Air LingusIn March 2008, the European Union and United States will implement an “open skies” agreement, allowing EU carriers to fly from any EU city to any US city, and vice versa. The current restricted market will give way to greater competition and lower prices. One absurd practice that will be whisked away is the requirement that flights from Dublin to the US have to stop at Shannon Airport on the West Coast of Ireland. Consumers don’t want to stop at Shannon, but are forced to spend an hour and a half waiting around in Shannon Airport for no apparent reason except that there are people being employed at Shannon Airport. Thankfully, this time-wasting job creation scheme is to be phased out.

But trade unions and some politicians are furious that the forced Shannon stopover is to be removed, accusing the Irish government of “selling out” Shannon. According to yesterday’s Irish Independent, Madeline Taylor-Quinn, a councilor for centre-right political party Fine Gael (a European People’s Party affiliate) complained that: “In the negotiations, the Government should have availed of a special provision for Shannon on the basis of regional development. It didn’t.”

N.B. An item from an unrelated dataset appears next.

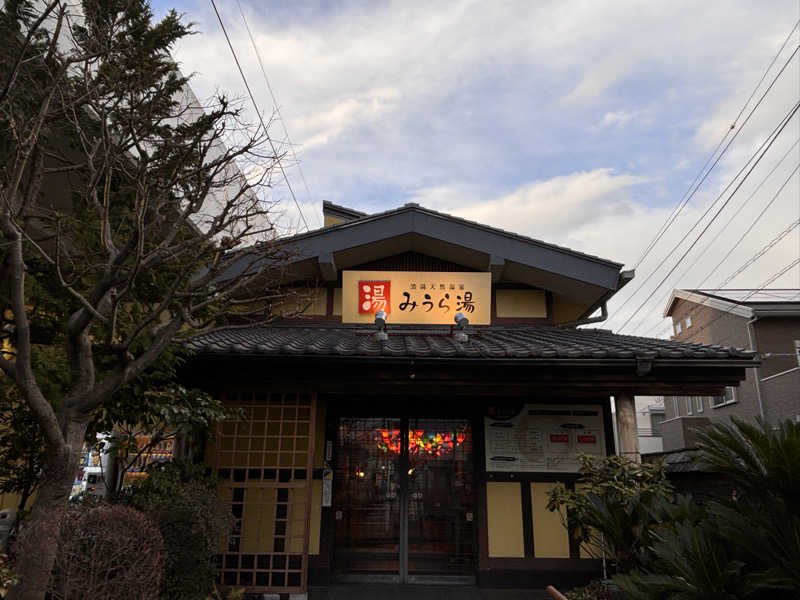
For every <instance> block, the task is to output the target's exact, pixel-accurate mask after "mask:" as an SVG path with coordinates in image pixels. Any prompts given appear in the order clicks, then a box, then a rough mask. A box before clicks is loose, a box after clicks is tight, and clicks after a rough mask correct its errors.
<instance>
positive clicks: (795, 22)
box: [153, 0, 800, 336]
mask: <svg viewBox="0 0 800 600" xmlns="http://www.w3.org/2000/svg"><path fill="white" fill-rule="evenodd" d="M217 6H218V8H219V11H220V14H221V16H222V19H223V21H224V23H225V26H226V28H227V29H228V32H229V34H230V36H231V41H232V44H233V46H234V49H235V51H236V53H237V55H238V57H239V59H240V61H241V63H242V67H243V69H244V72H245V75H246V77H247V80H248V82H249V83H250V86H251V88H252V89H253V92H254V94H255V97H256V100H257V104H258V105H259V109H260V110H261V111H262V113H264V114H266V115H267V116H269V115H273V116H274V117H275V118H274V119H273V121H272V123H271V125H270V135H271V137H272V138H273V140H274V141H275V143H276V146H277V148H278V151H279V152H280V153H282V154H285V155H286V160H285V169H286V173H287V176H288V178H289V181H290V183H291V186H292V189H293V190H294V192H295V195H296V197H297V200H298V201H299V202H300V204H301V207H302V212H303V214H304V215H305V218H306V220H307V221H308V223H309V226H310V227H311V228H312V229H313V228H316V227H319V226H320V225H321V218H322V215H321V203H322V201H323V200H330V201H332V202H334V203H337V204H341V205H344V206H348V207H351V208H354V209H358V210H361V211H365V212H379V211H383V210H389V209H392V208H396V207H399V206H401V205H403V204H405V203H407V202H417V203H419V204H421V205H423V206H425V207H427V208H431V209H434V210H438V211H442V212H446V213H450V214H453V215H456V216H459V217H464V218H467V219H472V220H476V221H480V222H482V223H485V224H488V225H492V226H496V227H500V228H503V229H506V230H510V231H513V232H516V233H520V234H523V235H528V236H532V237H534V238H537V239H541V240H544V241H546V242H552V243H555V244H559V245H563V246H567V247H569V248H573V249H575V250H580V251H582V252H587V253H590V254H594V255H598V256H601V257H603V258H607V259H610V260H615V261H617V262H620V263H624V264H625V265H626V268H633V267H634V266H635V267H636V278H635V279H634V280H633V282H632V283H630V284H629V285H628V286H627V287H626V288H625V289H623V290H622V291H620V292H619V293H618V294H617V295H616V296H615V297H614V298H613V299H612V301H611V302H610V304H609V311H610V314H611V317H610V319H609V320H608V321H607V322H606V323H604V324H603V325H602V326H603V327H607V328H611V329H613V330H615V331H621V332H623V333H636V334H637V335H643V334H647V335H651V336H668V335H670V328H669V327H668V325H667V323H668V322H667V321H664V320H663V318H662V312H663V309H664V307H665V305H666V303H667V299H668V297H669V292H670V290H671V289H672V288H674V287H704V288H713V287H717V286H718V285H719V284H720V283H723V282H724V283H725V287H731V288H746V287H759V286H761V285H762V284H763V283H764V282H765V281H767V280H769V278H770V277H771V276H772V275H773V274H774V273H777V272H779V271H780V270H781V269H782V268H783V267H785V266H787V265H789V264H791V262H792V261H793V260H794V259H796V258H797V257H798V256H799V255H800V227H795V228H794V229H791V230H790V231H789V232H788V233H785V234H784V235H783V237H781V238H780V240H779V241H778V242H777V243H776V244H775V245H774V246H772V247H771V248H770V249H769V250H768V251H766V252H765V253H764V254H763V255H762V256H761V257H760V258H758V259H757V260H755V261H753V262H752V263H749V262H748V261H749V260H750V259H751V258H752V257H754V256H756V255H757V253H758V252H759V251H760V250H762V249H763V248H764V247H765V246H767V245H769V244H770V243H771V241H772V240H774V239H776V238H777V237H779V236H780V235H781V234H782V233H783V232H784V231H785V230H786V229H787V228H790V227H791V226H792V224H793V223H795V222H797V221H798V220H799V219H800V184H799V183H798V181H799V180H800V175H798V174H797V173H796V172H794V173H793V170H794V169H796V167H797V166H798V164H800V145H796V142H797V140H798V137H800V116H798V115H795V116H794V118H793V119H792V120H791V121H789V123H788V124H787V126H786V127H785V128H784V129H783V131H782V133H781V134H780V135H779V136H778V137H777V139H776V140H775V142H774V143H773V145H772V146H771V147H770V148H769V150H768V151H767V152H766V153H765V154H764V157H763V159H761V160H760V162H759V163H758V164H757V165H756V166H755V167H754V168H753V170H752V172H751V173H750V174H749V176H748V177H747V178H746V179H744V180H743V182H742V183H741V186H739V185H738V184H739V183H740V181H742V179H741V178H739V179H737V178H736V175H737V173H738V172H739V171H740V169H742V167H747V166H748V160H749V159H750V158H751V156H752V155H753V154H754V153H755V152H756V150H757V149H758V147H759V145H761V144H762V143H763V142H764V141H765V140H767V139H768V136H769V134H770V132H772V131H773V130H774V129H775V128H776V127H777V126H778V124H779V123H780V122H781V120H782V119H783V117H784V116H785V115H787V114H788V113H789V111H790V110H791V109H792V108H793V106H794V103H796V102H797V101H798V99H800V55H795V56H794V58H793V59H792V60H791V61H790V62H789V63H788V66H786V69H785V71H784V73H783V74H782V75H781V76H780V77H779V78H778V79H777V81H776V82H775V84H774V86H773V87H772V89H771V90H770V91H769V92H768V93H767V95H766V96H765V97H764V100H763V101H762V102H761V104H760V105H759V106H758V108H757V110H756V111H755V112H754V113H753V115H752V117H751V118H750V119H749V120H748V121H747V123H746V124H743V123H744V121H745V119H746V117H747V115H748V113H749V111H750V109H751V108H752V107H753V106H754V104H755V102H756V100H757V99H758V98H759V97H760V96H761V95H762V94H763V93H764V91H765V90H766V88H767V86H768V84H769V83H770V82H771V81H772V79H773V77H775V75H777V72H778V70H779V69H780V68H781V67H782V66H783V65H784V64H785V63H786V62H787V60H788V59H789V58H790V56H791V54H792V52H793V51H794V50H795V49H796V48H797V46H798V44H800V33H798V30H797V29H795V30H794V33H793V34H792V36H791V38H790V39H789V42H788V43H787V45H786V47H785V48H784V50H783V52H782V53H781V54H780V56H778V58H777V60H776V62H775V65H774V66H773V67H772V69H771V70H770V71H769V72H768V73H767V77H766V79H765V81H764V82H763V83H762V84H761V86H760V87H759V88H758V91H757V92H756V94H755V97H754V98H753V100H751V102H750V104H749V105H748V107H747V109H746V110H745V112H744V114H743V115H742V116H741V117H740V118H739V120H738V121H737V122H736V126H735V127H734V128H733V129H731V125H732V124H733V123H734V120H735V119H736V117H737V114H738V113H739V111H740V109H741V108H742V107H743V106H744V105H745V102H746V101H747V99H748V97H749V96H750V95H751V93H752V92H753V90H754V89H755V88H756V84H757V83H758V82H759V80H760V79H761V77H762V75H764V73H765V71H766V69H767V66H768V65H769V64H770V61H772V60H773V58H774V57H775V55H776V53H777V52H778V49H779V48H780V47H781V45H782V44H783V42H784V40H786V38H787V36H788V35H789V32H790V31H791V30H792V27H793V26H794V25H795V23H797V21H798V19H800V1H798V0H770V1H769V2H755V1H749V2H747V1H739V0H725V1H717V0H709V1H706V2H697V1H695V0H693V1H688V2H686V1H681V0H671V1H669V2H667V1H662V2H641V1H639V2H632V1H626V0H614V1H601V0H593V1H590V2H582V1H570V0H567V1H564V0H562V1H558V2H547V1H537V2H530V1H524V2H512V1H502V2H499V1H498V2H473V1H453V2H449V1H440V2H430V1H428V2H418V1H415V0H403V1H397V2H395V1H392V0H386V1H377V0H376V1H349V0H338V1H331V2H315V1H311V0H295V1H293V2H283V1H266V0H261V1H259V0H241V5H239V3H238V2H237V1H236V0H217ZM240 6H241V9H242V11H243V12H244V15H245V17H246V20H247V24H248V25H249V27H250V29H251V31H252V33H253V37H254V40H255V44H256V47H257V48H258V51H259V53H260V55H261V59H262V62H263V66H264V71H265V73H266V75H267V77H268V80H269V84H270V85H271V87H272V90H273V92H274V95H275V98H276V99H277V104H275V103H274V102H273V100H272V97H271V94H270V92H269V90H268V88H267V85H266V83H265V79H264V76H263V74H262V72H261V69H260V67H259V62H258V59H257V56H256V54H255V52H254V50H253V47H252V45H251V42H250V39H249V37H248V34H247V30H246V29H245V25H244V22H243V19H242V15H241V13H240V8H239V7H240ZM153 8H154V10H155V12H156V14H157V15H163V14H164V12H165V11H166V10H167V9H169V8H175V9H177V10H178V11H179V12H180V13H183V14H184V17H185V19H186V20H189V21H192V22H193V23H194V28H195V31H196V32H197V34H196V35H193V36H191V37H189V38H187V39H184V40H183V41H182V42H181V43H180V44H179V45H178V46H177V47H176V48H175V51H174V56H175V57H176V59H177V60H178V61H179V63H180V65H181V68H182V70H183V71H184V72H186V73H192V74H193V79H192V87H193V89H194V90H195V92H196V93H197V95H198V96H199V97H200V98H208V97H211V96H212V95H213V94H214V93H217V92H220V91H223V92H225V93H227V94H229V95H232V96H234V97H239V98H242V99H245V98H246V90H245V87H244V84H243V82H242V79H241V77H240V75H239V73H238V71H237V70H236V65H235V63H234V60H233V57H232V55H231V52H230V50H229V49H228V46H227V44H226V42H225V38H224V36H223V34H222V31H221V29H220V26H219V23H218V22H217V20H216V16H215V14H214V12H213V9H212V7H211V3H210V1H209V2H204V1H200V0H197V1H189V0H154V1H153ZM245 106H246V110H247V111H249V114H250V116H251V118H252V119H253V121H255V112H254V110H255V109H253V108H252V106H251V105H249V104H246V103H245ZM276 109H277V110H278V111H279V115H278V113H276V112H275V111H276ZM284 128H285V129H284ZM285 131H288V134H289V139H290V140H291V144H289V143H288V141H287V138H286V134H285ZM726 133H727V134H728V135H727V138H723V136H725V135H726ZM733 135H736V137H735V139H734V140H733V142H731V143H730V146H729V147H728V149H727V151H726V153H725V154H724V155H723V156H722V158H721V159H720V160H719V162H718V164H717V165H716V167H715V168H714V169H713V170H712V171H711V172H710V173H709V175H708V176H707V178H706V179H705V181H704V182H703V184H702V185H701V186H700V187H699V188H698V190H697V192H696V193H694V194H693V195H692V197H691V199H690V201H689V202H688V203H687V205H686V206H685V208H684V209H683V210H681V212H680V213H679V215H678V216H677V217H676V218H675V219H674V223H673V225H672V226H671V227H670V228H669V229H668V230H667V232H666V234H665V235H664V236H663V238H662V239H661V240H660V241H659V242H658V243H657V244H656V245H655V246H654V248H653V249H652V251H651V252H650V253H649V254H648V255H647V256H646V257H645V260H643V261H642V262H641V264H638V263H639V261H640V258H641V257H642V254H643V252H644V250H645V248H647V246H648V245H649V243H650V242H651V240H652V239H653V238H654V236H655V235H656V234H657V233H658V231H659V228H660V227H661V225H662V224H663V223H664V222H665V221H666V219H667V218H668V216H669V215H670V214H671V212H672V211H673V209H674V208H675V207H676V206H677V205H678V203H679V202H680V201H681V199H682V198H683V197H684V196H685V195H686V194H687V191H688V190H689V189H690V186H691V184H692V182H693V181H694V180H695V178H696V176H697V175H698V173H700V172H701V170H702V167H703V165H704V164H705V163H706V161H707V160H708V159H709V157H710V156H711V155H712V153H713V151H714V150H715V148H716V147H717V144H718V143H719V142H720V141H721V140H723V139H725V143H727V141H728V140H730V139H731V137H732V136H733ZM292 153H294V154H296V157H297V160H298V161H299V165H300V167H298V166H297V165H298V163H297V162H295V160H294V156H293V154H292ZM786 181H788V183H786V185H785V186H784V187H783V190H782V191H781V192H780V193H779V194H777V196H776V192H777V191H778V190H779V188H780V187H781V185H782V184H784V182H786ZM762 182H763V183H762ZM729 184H730V185H729ZM759 184H760V185H759ZM726 186H729V187H727V188H726ZM737 187H738V189H737ZM735 189H736V191H735V193H733V192H734V190H735ZM272 193H273V197H272V200H274V201H277V202H278V206H279V207H280V208H281V210H282V213H281V215H280V217H279V220H280V223H281V224H282V226H283V227H284V228H285V229H286V230H287V231H291V230H297V231H302V230H304V229H305V227H304V225H303V223H302V222H301V220H300V219H299V217H298V214H297V210H296V209H295V208H294V205H293V202H292V199H291V196H290V194H289V190H288V188H287V187H286V185H285V184H278V185H276V187H275V188H274V190H273V192H272ZM729 197H730V199H729V200H728V198H729ZM773 197H775V199H774V200H772V199H773ZM726 200H727V204H726V205H725V207H724V208H723V209H722V211H721V212H720V213H719V216H718V217H716V219H715V220H714V221H713V222H710V219H711V216H712V215H714V214H715V213H716V211H717V209H718V208H719V207H720V206H721V205H722V203H723V202H725V201H726ZM715 201H717V203H716V204H714V202H715ZM770 201H772V203H771V204H770V205H769V208H768V209H766V210H764V209H765V207H766V206H767V204H768V203H770ZM712 205H713V207H712ZM709 207H711V210H710V212H709V213H708V215H707V216H706V217H705V218H702V215H703V214H704V213H705V211H706V210H707V209H709ZM762 210H764V214H763V216H762V217H761V218H758V219H757V217H758V215H759V213H761V212H762ZM698 223H699V224H698ZM695 224H698V225H697V226H696V227H695V229H694V230H692V226H693V225H695ZM706 225H708V229H707V231H706V233H705V234H704V235H702V236H701V237H700V238H699V240H698V241H697V242H696V244H695V245H694V247H693V248H692V249H691V250H689V251H688V252H687V249H688V248H689V245H690V244H691V243H692V242H693V241H694V239H695V238H696V237H697V235H698V233H699V232H700V231H701V230H703V229H704V228H705V227H706ZM748 228H750V231H749V232H747V233H746V235H744V236H743V234H745V232H746V231H747V229H748ZM687 233H688V236H689V237H688V238H687V239H686V241H684V242H683V243H682V244H681V243H680V240H681V239H682V238H683V237H684V235H687ZM740 238H741V239H740ZM673 249H675V251H674V252H673V254H672V255H669V252H670V251H671V250H673ZM684 253H686V256H685V258H683V255H684ZM662 260H663V261H664V263H663V264H661V263H662ZM659 265H660V266H659ZM745 265H747V267H746V268H745V269H743V270H742V272H741V273H739V274H738V275H736V276H735V277H733V278H731V279H730V281H727V282H726V281H725V280H726V279H729V276H730V275H731V274H734V273H735V272H736V271H737V270H739V269H740V268H741V267H743V266H745ZM673 267H674V271H673V272H672V273H671V274H670V270H672V269H673ZM648 277H649V279H648ZM662 281H663V284H662V285H661V286H660V287H657V284H659V283H660V282H662ZM770 287H784V288H798V287H800V265H797V266H795V267H794V268H792V269H790V270H788V271H787V272H786V273H785V274H784V275H783V276H781V277H779V278H777V279H775V280H774V281H772V282H771V283H770ZM640 306H641V309H640V310H638V311H636V312H635V314H634V311H635V310H636V309H637V308H638V307H640Z"/></svg>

Meanwhile, Senator Timmy Dooley of the republican Fianna Fail party (affiliated to the Union for Europe of the Nations in the European Parliament) complained that Shannon might lose 50pc of its transatlantic traffic and that the Irish government should “put in place a funded marketing strategy to support the airport”. SIGNAL, Shannon-Ireland’s Gateway New Action Lobby, which has been fighting open skies for seventeen years, is putting out the begging bowl and demanding the Irish Government provides 53m Euros in compensation.

Vested interests never like the removal of protection, but the open skies agreement will be good for Ireland’s economy, boosting Ireland’s tourism industry and saving the time of Irish businesspeople doing deals in the US.